The traditional medical model of treatment for babies born with DSDs, developed in the 1950s, involves using surgery to alter a baby’s genitals to look clearly male or female. This practice is based on the assumption that altering the genitals to look as typical as possible and keeping the condition hidden are the only way these babies (and their parents) can avoid emotional trauma and live a “normal” life.

There is growing controversy over the practice of surgically altering babies born with DSD. Often the surgeries themselves create health problems, impair sexual functioning later in life, and contribute to emotional trauma. Angela Moreno, author of the essay “In Amerika They Call Us Hermaphrodites,” describes her experience.

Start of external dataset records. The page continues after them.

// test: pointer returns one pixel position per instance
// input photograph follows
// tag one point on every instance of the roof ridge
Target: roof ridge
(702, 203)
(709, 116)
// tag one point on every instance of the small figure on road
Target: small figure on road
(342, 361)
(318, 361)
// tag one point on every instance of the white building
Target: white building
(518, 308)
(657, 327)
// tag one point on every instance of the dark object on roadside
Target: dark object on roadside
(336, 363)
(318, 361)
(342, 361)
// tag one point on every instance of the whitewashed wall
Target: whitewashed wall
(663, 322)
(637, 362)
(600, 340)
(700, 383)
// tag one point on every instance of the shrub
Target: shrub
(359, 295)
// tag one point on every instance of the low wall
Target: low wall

When I was twelve, I started to notice that my clitoris (that wonderful location of pleasure for which I had no name but to which I had grown quite attached) had grown more prominent. Exactly one month later, I was admitted to Children’s Memorial Hospital in Chicago for surgery. They told me a little bit about the part where they were going to “remove my ovaries” because they suspected cancer or something like that. They didn’t mention the part where they were going to slice off my clitoris. All of it. I guess the doctors assumed I was as horrified by my outsized clit as they were, and there was no need to discuss it with me. After a week’s recovery in the hospital, we all went home and barely ever spoke of it again. I’m now twenty-four. I’ve spent the last ten years in a haze of disordered eating and occasional depression. Four months ago, I finally got some of my medical records from Children’s Memorial Hospital in Chicago. They are shocking. The surgeon who removed my clitoris summarized the outcome as “tolerated well.”2

Many people with DSDs and their advocates now believe that cosmetic genital surgery should be performed only when a child or young adult is old enough to make his or her own decisions. Organizations such as the Accord Alliance (accordalliance.org) and the Androgen Insensitivity Syndrome Support Group (aissg.org) are fighting to end the secrecy and shame around DSDs, to develop better approaches to health care, and to create support for healing emotionally from well-meaning but misguided or involuntary medical interventions.

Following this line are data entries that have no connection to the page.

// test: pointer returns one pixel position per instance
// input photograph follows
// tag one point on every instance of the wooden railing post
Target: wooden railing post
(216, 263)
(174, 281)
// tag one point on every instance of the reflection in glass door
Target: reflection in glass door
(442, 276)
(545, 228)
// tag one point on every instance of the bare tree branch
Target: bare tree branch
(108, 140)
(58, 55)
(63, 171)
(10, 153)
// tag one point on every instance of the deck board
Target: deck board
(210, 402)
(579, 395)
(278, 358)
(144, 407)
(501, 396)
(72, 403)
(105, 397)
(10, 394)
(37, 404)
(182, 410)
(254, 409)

One woman in her twenties talks about the healing this movement brought her.

At the age of eighteen, a workshop on intersex changed my life. I was finally able to get angry at the way I had been treated by doctors, about the assumptions that had been made about me and my body, and about the pressure put on me by doctors that I need to be “fixed.” I made the decision that I would keep my body as it is and have finally learned to love and enjoy my sexuality again. I really believe that the stigma or shame that is used to justify operating on intersex people is a result of this being kept such a secret. The idea that those of us outside the “norm” must conform to the status quo is absurd! If we were all raised with the understanding that not all people are male or female, it would not be so traumatic for those of us outside of the sex binary.

Excerpted from the 2011 edition of Our Bodies, Ourselves. © 2011, Boston Women's Health Book Collective.


NOTES

* There is also some controversy over the choice of “disorder” rather than “difference” or “divergence.” See, for example, Elizabeth Reis, “Divergence or Disorder? The Politics of Naming Intersex,” Perspectives in Biology and Medicine 50 (2007): 535–43.